Question

Potency of Hormones Under normal conditions, the human adrenal medulla secretes epinephrine \(\left(\mathrm{C}_{9} \mathrm{H}_{13} \mathrm{NO}_{3}\right)\) at a rate sufficient to maintain a concentration of \(10^{-10} \mathrm{M}\) in circulating blood. To appreciate what that concentration means, calculate the volume of water that you would need to dissolve \(1.0 \mathrm{~g}\) (about 1 teaspoon) of epinephrine to a concentration equal to that in blood.

Short answer

Approximately 54.6 million liters of water are needed.

Step-by-step solution

Calculate the Moles of Epinephrine

First, we need to find out how many moles are in 1.0 g of epinephrine. Use the molar mass of epinephrine, which is approximately 183.21 g/mol. Calculate the moles using the formula:\[moles = \frac{mass}{molar\ mass} = \frac{1.0 \ g}{183.21 \ g/mol}\approx 0.00546 \ mol\]

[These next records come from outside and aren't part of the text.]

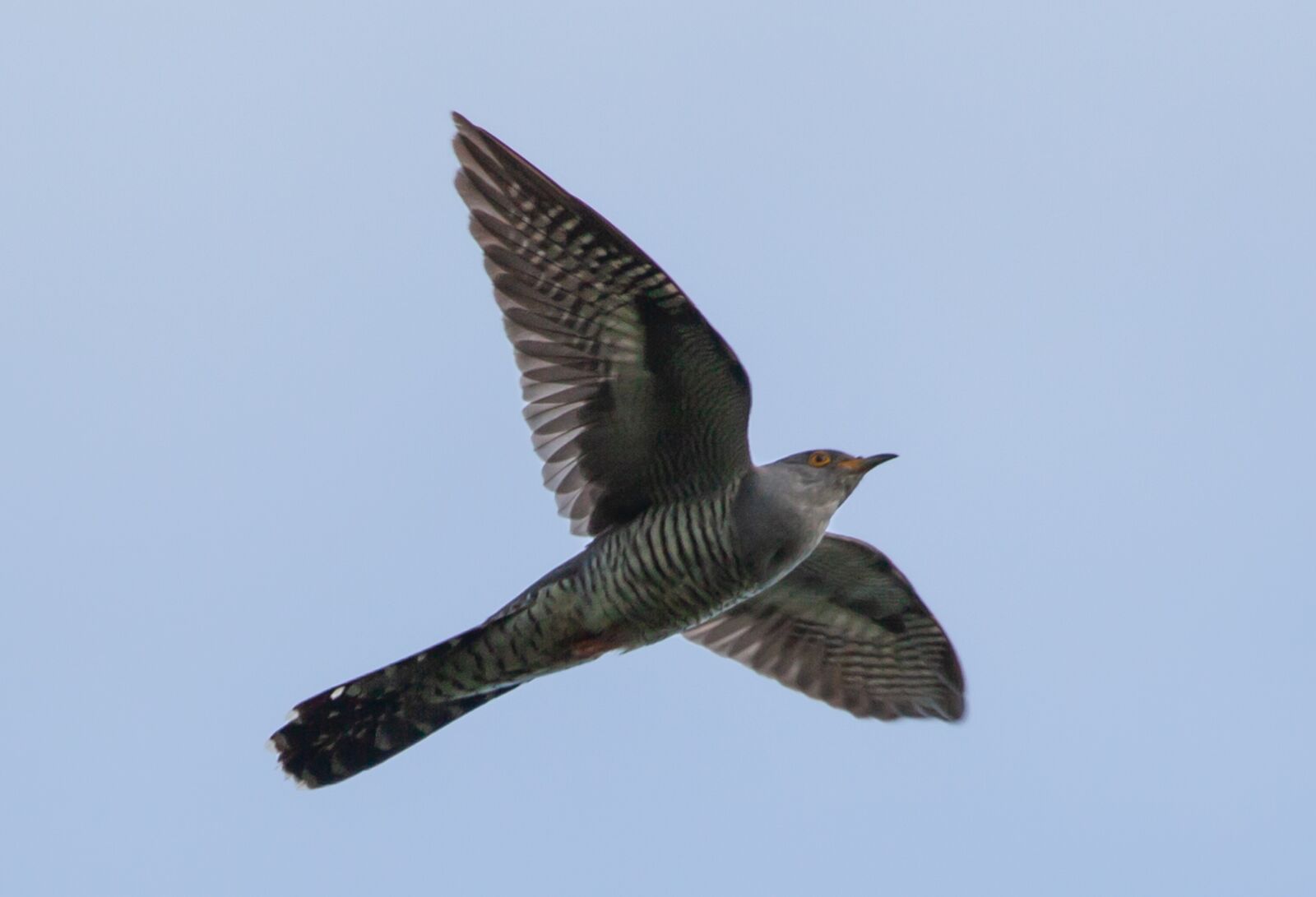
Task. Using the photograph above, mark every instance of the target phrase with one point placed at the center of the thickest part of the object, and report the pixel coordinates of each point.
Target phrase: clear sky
(262, 433)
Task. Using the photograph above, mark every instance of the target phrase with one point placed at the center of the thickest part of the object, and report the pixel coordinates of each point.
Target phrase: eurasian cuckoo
(638, 410)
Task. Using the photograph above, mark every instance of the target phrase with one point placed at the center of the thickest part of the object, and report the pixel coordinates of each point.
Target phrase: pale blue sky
(262, 433)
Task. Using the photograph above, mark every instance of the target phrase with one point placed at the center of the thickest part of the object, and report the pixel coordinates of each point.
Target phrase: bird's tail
(359, 724)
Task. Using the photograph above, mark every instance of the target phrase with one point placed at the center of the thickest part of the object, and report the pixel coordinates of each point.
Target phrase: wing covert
(631, 396)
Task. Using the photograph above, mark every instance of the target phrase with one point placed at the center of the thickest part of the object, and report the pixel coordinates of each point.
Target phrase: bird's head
(831, 473)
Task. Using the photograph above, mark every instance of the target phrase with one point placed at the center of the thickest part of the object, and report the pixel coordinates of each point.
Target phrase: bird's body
(638, 410)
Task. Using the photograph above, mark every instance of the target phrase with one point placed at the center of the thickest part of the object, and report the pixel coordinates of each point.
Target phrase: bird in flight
(638, 410)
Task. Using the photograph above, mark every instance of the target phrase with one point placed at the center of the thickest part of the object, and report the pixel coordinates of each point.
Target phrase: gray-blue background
(261, 432)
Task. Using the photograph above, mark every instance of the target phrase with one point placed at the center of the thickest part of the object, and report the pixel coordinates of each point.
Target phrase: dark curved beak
(865, 465)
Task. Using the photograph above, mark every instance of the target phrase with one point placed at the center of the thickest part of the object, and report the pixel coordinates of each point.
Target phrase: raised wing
(846, 627)
(632, 397)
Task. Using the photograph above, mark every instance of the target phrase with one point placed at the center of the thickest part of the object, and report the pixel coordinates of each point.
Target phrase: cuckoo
(638, 409)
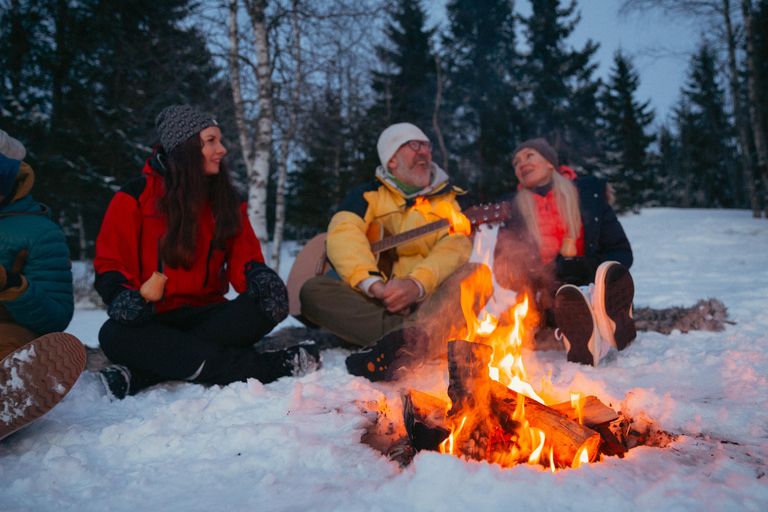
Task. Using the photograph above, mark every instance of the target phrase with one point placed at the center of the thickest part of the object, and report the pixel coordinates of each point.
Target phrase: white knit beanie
(11, 148)
(395, 136)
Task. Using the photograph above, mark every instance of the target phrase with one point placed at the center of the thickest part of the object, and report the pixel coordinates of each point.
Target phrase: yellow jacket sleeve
(348, 248)
(446, 256)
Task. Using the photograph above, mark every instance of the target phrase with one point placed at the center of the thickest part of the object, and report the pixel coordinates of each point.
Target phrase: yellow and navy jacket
(429, 259)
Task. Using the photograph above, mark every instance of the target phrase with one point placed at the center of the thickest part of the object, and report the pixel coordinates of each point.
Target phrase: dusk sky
(660, 47)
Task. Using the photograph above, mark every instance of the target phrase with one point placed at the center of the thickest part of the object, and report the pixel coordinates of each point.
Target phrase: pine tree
(706, 135)
(626, 142)
(321, 180)
(99, 73)
(481, 65)
(405, 91)
(563, 107)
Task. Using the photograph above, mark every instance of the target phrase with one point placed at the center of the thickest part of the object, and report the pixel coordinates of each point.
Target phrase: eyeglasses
(418, 144)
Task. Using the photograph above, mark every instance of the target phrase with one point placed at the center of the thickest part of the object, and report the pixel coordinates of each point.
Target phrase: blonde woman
(581, 245)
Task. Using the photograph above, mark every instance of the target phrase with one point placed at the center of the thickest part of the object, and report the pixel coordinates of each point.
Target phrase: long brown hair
(187, 188)
(567, 199)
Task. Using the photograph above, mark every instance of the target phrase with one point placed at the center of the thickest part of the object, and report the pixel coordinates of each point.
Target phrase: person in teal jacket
(38, 363)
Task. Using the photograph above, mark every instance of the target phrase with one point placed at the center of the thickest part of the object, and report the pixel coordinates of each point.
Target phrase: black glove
(579, 271)
(267, 289)
(130, 308)
(9, 279)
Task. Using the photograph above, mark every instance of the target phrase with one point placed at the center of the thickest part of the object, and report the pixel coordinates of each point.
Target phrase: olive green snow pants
(361, 320)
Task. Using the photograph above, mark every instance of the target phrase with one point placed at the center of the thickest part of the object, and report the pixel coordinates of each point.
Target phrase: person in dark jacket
(39, 364)
(183, 222)
(580, 253)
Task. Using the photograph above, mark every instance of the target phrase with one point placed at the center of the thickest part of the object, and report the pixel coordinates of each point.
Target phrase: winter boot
(36, 377)
(377, 362)
(576, 321)
(117, 381)
(303, 359)
(612, 304)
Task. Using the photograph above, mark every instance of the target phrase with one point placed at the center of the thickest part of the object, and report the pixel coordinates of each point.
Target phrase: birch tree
(282, 172)
(258, 172)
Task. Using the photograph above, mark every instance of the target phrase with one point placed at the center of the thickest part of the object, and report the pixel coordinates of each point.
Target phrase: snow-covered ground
(295, 444)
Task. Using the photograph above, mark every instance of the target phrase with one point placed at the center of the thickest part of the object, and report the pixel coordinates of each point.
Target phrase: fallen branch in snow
(705, 315)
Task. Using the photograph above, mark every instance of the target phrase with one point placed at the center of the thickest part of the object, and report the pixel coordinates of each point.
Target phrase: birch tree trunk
(755, 113)
(277, 236)
(258, 173)
(738, 112)
(246, 147)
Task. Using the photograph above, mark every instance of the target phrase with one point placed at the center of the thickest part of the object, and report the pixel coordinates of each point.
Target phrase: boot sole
(38, 381)
(574, 318)
(614, 293)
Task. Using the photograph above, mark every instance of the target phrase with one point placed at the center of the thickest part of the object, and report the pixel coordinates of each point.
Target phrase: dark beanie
(540, 145)
(177, 123)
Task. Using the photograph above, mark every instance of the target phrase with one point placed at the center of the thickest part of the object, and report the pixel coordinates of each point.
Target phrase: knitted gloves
(267, 289)
(578, 271)
(9, 279)
(130, 308)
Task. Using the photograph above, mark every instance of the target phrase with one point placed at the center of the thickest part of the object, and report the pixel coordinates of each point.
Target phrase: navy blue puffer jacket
(44, 302)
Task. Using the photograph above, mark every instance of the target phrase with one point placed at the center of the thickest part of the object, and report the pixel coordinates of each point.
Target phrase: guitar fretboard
(395, 240)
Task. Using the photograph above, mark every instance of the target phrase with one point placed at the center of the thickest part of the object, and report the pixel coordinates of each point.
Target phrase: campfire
(492, 412)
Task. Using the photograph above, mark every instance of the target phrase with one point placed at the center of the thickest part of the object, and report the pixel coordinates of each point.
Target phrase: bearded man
(365, 306)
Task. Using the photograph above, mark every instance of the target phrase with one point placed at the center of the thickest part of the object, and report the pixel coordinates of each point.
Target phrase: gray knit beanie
(177, 123)
(540, 145)
(11, 148)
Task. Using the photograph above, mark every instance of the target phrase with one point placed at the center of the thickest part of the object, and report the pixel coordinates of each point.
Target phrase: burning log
(424, 417)
(593, 412)
(566, 436)
(471, 389)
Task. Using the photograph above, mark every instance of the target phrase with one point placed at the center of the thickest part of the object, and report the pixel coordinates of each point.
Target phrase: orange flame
(581, 457)
(577, 402)
(422, 206)
(505, 334)
(459, 222)
(447, 445)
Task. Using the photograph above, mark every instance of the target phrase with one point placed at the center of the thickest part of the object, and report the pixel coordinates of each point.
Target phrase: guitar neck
(393, 241)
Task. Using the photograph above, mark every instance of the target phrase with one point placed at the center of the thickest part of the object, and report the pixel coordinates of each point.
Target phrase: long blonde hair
(567, 199)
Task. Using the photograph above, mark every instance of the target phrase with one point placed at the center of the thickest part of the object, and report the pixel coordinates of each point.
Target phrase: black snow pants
(208, 344)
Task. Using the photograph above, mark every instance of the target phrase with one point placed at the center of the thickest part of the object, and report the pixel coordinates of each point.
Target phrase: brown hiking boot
(35, 377)
(612, 304)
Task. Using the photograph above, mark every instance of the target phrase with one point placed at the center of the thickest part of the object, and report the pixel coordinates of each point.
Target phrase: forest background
(302, 89)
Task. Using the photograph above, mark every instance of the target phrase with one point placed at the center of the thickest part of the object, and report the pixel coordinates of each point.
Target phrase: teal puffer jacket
(45, 303)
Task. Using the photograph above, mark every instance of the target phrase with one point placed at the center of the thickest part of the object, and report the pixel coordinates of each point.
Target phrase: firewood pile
(485, 420)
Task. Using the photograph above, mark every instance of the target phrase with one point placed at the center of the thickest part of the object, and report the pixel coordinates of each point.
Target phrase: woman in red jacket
(580, 242)
(183, 219)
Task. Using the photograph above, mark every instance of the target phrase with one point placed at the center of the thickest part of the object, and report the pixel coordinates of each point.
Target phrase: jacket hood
(21, 186)
(439, 180)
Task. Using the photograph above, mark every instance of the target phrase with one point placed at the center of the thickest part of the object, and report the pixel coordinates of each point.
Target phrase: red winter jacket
(551, 226)
(127, 250)
(553, 229)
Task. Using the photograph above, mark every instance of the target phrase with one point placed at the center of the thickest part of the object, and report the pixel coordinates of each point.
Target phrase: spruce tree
(405, 91)
(563, 107)
(321, 179)
(625, 122)
(706, 134)
(481, 64)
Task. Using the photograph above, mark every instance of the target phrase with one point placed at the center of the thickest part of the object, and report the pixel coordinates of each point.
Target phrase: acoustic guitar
(312, 261)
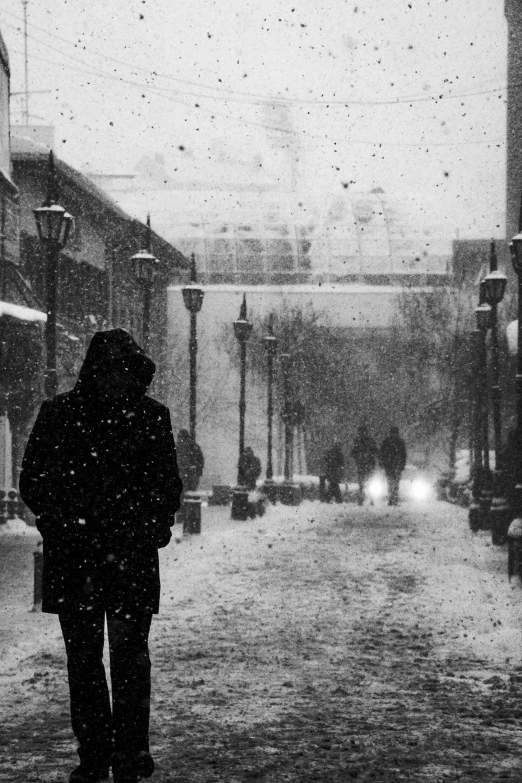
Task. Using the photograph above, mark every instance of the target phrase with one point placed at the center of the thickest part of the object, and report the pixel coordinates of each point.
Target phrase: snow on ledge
(21, 312)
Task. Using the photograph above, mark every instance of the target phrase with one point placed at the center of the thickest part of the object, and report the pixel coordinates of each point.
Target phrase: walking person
(249, 468)
(190, 464)
(364, 453)
(190, 461)
(333, 472)
(392, 456)
(100, 474)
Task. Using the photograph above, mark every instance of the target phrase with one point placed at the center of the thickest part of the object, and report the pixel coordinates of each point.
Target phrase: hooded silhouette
(100, 474)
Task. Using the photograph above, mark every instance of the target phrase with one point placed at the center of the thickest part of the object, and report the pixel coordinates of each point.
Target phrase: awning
(21, 312)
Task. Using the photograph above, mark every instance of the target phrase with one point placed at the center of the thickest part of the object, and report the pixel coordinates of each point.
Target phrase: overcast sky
(404, 95)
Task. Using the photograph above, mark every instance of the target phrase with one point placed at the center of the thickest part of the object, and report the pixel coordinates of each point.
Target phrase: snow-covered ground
(384, 624)
(466, 576)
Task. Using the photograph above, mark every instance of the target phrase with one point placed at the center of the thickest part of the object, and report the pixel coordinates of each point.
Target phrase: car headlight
(420, 489)
(376, 488)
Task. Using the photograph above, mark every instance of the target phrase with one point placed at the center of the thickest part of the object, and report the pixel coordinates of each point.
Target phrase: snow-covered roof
(21, 312)
(268, 232)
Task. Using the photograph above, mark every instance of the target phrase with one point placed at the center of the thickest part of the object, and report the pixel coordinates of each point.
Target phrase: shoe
(89, 773)
(130, 769)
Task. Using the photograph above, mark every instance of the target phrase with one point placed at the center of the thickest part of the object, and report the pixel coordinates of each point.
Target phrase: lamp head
(483, 316)
(193, 298)
(242, 327)
(145, 266)
(494, 287)
(515, 248)
(270, 339)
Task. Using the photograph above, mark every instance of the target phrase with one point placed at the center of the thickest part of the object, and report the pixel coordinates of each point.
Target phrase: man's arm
(36, 481)
(167, 482)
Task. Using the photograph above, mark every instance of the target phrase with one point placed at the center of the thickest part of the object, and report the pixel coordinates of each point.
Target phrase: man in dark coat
(364, 453)
(100, 474)
(333, 471)
(190, 461)
(249, 468)
(392, 457)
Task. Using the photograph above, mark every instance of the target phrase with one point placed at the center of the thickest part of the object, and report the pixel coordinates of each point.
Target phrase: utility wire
(255, 97)
(168, 96)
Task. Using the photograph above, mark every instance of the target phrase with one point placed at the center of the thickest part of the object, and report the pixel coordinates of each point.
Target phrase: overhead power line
(248, 97)
(158, 92)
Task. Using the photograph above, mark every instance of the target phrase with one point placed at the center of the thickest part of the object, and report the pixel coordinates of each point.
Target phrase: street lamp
(516, 257)
(145, 267)
(483, 316)
(53, 225)
(193, 299)
(271, 349)
(242, 330)
(494, 288)
(476, 435)
(292, 415)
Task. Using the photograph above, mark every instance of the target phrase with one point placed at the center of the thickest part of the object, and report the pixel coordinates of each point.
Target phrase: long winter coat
(365, 453)
(101, 477)
(392, 455)
(334, 463)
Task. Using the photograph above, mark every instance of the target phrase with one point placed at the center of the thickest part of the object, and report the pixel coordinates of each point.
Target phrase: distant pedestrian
(333, 472)
(190, 461)
(365, 454)
(392, 456)
(249, 468)
(100, 474)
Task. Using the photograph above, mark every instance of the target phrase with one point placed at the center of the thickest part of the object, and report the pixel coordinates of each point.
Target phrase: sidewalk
(317, 643)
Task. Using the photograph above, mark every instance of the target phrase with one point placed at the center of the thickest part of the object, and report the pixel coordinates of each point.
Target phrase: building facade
(96, 285)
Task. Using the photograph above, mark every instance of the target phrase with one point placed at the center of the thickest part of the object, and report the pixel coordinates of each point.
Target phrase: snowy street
(321, 643)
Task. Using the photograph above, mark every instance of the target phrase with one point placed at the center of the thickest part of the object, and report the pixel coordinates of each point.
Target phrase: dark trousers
(99, 729)
(393, 487)
(362, 478)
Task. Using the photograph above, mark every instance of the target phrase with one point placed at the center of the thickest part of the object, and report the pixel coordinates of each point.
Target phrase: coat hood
(115, 348)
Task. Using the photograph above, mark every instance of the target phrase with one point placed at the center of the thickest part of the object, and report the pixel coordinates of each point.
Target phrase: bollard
(12, 500)
(38, 572)
(270, 489)
(290, 494)
(192, 515)
(239, 509)
(3, 506)
(515, 549)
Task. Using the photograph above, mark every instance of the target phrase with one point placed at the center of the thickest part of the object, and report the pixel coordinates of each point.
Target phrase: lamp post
(242, 330)
(516, 257)
(290, 493)
(53, 225)
(476, 435)
(193, 299)
(271, 349)
(494, 287)
(483, 316)
(145, 267)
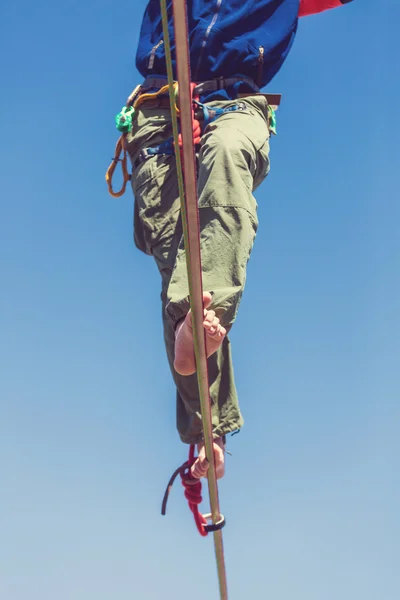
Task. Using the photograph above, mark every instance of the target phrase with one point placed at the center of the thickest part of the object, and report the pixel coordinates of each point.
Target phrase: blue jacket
(228, 37)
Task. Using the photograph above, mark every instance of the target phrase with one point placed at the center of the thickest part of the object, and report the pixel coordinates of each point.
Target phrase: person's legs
(233, 160)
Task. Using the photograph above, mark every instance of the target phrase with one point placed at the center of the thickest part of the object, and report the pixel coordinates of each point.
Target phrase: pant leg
(233, 161)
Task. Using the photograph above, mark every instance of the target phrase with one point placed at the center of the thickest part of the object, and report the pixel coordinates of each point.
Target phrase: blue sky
(87, 409)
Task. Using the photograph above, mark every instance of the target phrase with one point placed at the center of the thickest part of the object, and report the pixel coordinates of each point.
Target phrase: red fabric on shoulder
(311, 7)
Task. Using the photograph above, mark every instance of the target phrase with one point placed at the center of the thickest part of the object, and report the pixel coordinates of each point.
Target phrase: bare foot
(200, 467)
(185, 362)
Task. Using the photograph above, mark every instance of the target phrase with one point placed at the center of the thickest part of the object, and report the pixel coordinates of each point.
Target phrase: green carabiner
(124, 119)
(272, 120)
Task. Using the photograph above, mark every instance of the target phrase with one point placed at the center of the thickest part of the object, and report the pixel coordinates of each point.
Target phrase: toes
(207, 298)
(209, 317)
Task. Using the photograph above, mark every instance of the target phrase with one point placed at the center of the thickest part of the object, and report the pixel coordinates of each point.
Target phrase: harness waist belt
(206, 86)
(273, 100)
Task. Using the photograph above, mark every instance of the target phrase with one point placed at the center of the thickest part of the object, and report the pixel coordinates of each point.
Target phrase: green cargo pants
(232, 162)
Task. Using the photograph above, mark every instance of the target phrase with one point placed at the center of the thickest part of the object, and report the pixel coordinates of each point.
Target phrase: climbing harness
(203, 116)
(193, 496)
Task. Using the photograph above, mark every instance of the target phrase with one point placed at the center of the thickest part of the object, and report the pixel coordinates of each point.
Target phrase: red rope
(192, 487)
(192, 491)
(196, 124)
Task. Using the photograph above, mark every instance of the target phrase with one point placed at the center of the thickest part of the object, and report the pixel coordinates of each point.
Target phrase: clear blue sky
(87, 408)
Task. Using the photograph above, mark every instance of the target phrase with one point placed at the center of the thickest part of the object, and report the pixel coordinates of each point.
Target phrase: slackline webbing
(186, 175)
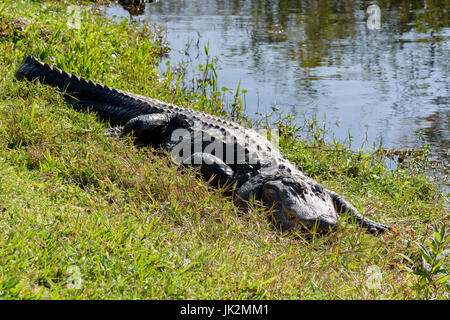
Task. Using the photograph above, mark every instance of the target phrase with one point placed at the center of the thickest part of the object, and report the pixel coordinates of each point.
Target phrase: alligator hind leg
(210, 167)
(148, 128)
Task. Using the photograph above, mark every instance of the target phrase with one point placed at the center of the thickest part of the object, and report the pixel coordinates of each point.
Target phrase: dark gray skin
(249, 161)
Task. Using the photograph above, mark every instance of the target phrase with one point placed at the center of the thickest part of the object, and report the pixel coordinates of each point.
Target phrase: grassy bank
(85, 216)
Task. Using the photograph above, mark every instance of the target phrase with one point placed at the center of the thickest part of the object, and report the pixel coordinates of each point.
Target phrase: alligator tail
(113, 105)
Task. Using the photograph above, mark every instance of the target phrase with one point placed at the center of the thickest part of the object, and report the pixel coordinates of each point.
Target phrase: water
(319, 57)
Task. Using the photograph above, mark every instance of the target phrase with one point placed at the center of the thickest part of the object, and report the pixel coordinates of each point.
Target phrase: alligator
(223, 152)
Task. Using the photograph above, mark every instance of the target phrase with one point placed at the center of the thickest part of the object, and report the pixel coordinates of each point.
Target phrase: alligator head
(294, 202)
(298, 203)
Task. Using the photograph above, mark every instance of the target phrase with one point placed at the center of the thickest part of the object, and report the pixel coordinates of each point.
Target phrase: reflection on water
(318, 57)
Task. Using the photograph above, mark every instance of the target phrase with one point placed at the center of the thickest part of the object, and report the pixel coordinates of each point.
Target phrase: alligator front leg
(344, 207)
(210, 167)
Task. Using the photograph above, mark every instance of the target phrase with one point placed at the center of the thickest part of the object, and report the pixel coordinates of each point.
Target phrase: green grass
(133, 227)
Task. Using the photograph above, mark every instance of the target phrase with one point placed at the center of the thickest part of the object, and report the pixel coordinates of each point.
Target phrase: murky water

Determine the Total Volume Needed

To find the volume that would result in the same concentration as in blood (\(10^{-10}\ M\), which is mol/L), rearrange the formula for concentration:\[volume = \frac{moles}{concentration} = \frac{0.00546 \ mol}{10^{-10} \ mol/L} = 5.46 \times 10^7 \ L\]

Verification of Results

It may seem like a large volume, but due to the extremely low concentration in blood, this check confirms the results. Therefore, you would need approximately 54.6 million liters of water to dissolve 1 g of epinephrine to achieve the same concentration as in blood.

Key concepts

Hormone Concentration

Hormones play a crucial role in regulating bodily functions, often doing so through incredibly low concentrations, especially in the case of blood circulation. Understanding hormone concentration is fundamental in biochemistry because it helps us comprehend how even minute amounts of a substance can significantly impact biological processes. In this exercise, the hormone epinephrine is maintained at a very low concentration of \(10^{-10} \ M\) in human blood. This highlights how our bodies require only trace amounts of epinephrine to properly carry out its functions, such as increasing heart rate and boosting energy levels during stress.The concept of hormone concentration is tied to how these molecules interact with receptors on cells, mainly due to their specific and potent effects. It also showcases why precise hormonal balance is vital for proper physiological function. Even slight deviations in hormone levels can lead to significant changes in how our body operates. Understanding this concentration helps us appreciate how sensitive our body systems are to these biochemicals.

Epinephrine Calculations

Calculating the amount of a hormone like epinephrine needed to achieve specific concentrations involves understanding the mass-to-mole conversion and how it pertains to solutions in biochemistry. We start by determining the number of moles in a given mass of a substance. Using the molar mass of epinephrine, 183.21 g/mol, we find the moles in 1 g. This represents the basic stoichiometric calculation which underpins much of biochemistry.In practice, to achieve the concentration of \(10^{-10} \ M\), the calculations reveal that dissolving 1 g of epinephrine requires a surprisingly large volume of water, approximately 54.6 million liters. It underscores just how potent hormones are, as such a tiny mass translates into a vast volume when diluted to physiological concentrations. These calculations are critical for research and development in pharmaceuticals and therapies where precision is paramount.

Molarity in Biochemistry

Molarity is a central concept in biochemistry, defining the concentration of a solute in a solution in terms of moles per liter (mol/L). This unit is pivotal because it provides a way to describe how substances interact in a biological context, especially given the vast differences in concentration required for ordinary biochemical processes.When working with substances like hormones, understanding molarity becomes extremely crucial due to the often minuscule amounts needed to effect change. For instance, when calculating how much water is necessary to achieve a \(10^{-10} \ M\) concentration of epinephrine, it becomes evident how significant smallness plays a role. Molarity lets scientists and students discern how concentrated or dilute a solution is, thereby informing experimental design, hypothesis testing, and biochemical analysis.By mastering molarity, students can better predict how molecules will behave in solution, how they will interact, and the extent of their biological effects, given different parameters.